News is a self-perpetuating cycle, but for the publishing industry it has become cataclysmic. The more that people buy e-readers, the more they get discussed, and the more they become mainstream. People like Amanda Hocking, a digitally self-published novelist, get write-ups in the Wall Street Journal. Polls show people are reading more and reading more widely… because of e-books. The ability to download and read book samples has exposed readers to more writers than they ever imagined possible. The ability to buy novels for less than three dollars has connected thousands of authors and readers who would have never found each other in the past.

Equally important, access to digital content is shaping our social discussions. Books like Battle Hymn of the Tiger Mother generated a huge discussion about parenting, and thousands of readers were able to buy and read the book, then participate. A couple of years ago that would have required a trip to the bookstore and an outlay of around $25, thus limiting the readers who could be part of that discussion.

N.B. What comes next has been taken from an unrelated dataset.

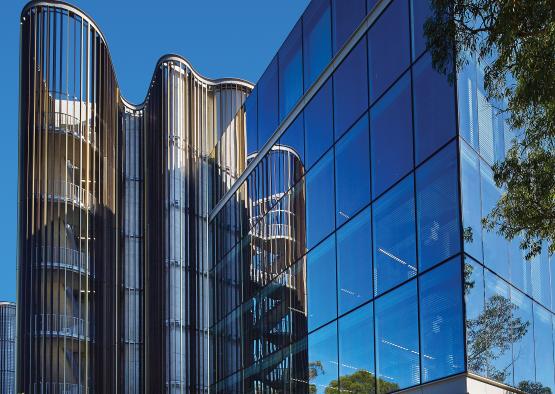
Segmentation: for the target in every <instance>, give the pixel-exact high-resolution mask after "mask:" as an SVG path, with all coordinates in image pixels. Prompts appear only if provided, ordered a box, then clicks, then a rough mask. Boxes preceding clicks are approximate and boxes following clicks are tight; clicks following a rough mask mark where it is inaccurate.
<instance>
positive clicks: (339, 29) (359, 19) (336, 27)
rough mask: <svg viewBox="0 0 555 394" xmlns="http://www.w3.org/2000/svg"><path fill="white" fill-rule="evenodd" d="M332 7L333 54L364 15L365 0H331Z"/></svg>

All of this adds up to great news for writers. We matter more than ever. Thus, the inclusion of writers on Time’s list, and the ability of novelists like me to make a living for the first time. In the past, there seemed to be a dichotomy. People who loved to read admired and valued writers, but the rest of the world either considered us unnecessary or untrustworthy. It’s exciting to see this fundamental shift toward valuing those who craft words.

1 Comment
  1. I can’t help but feel a little sad to hear that about the typewriters. I know no one uses them anymore, but the idea of them not existing… it’s just wrong!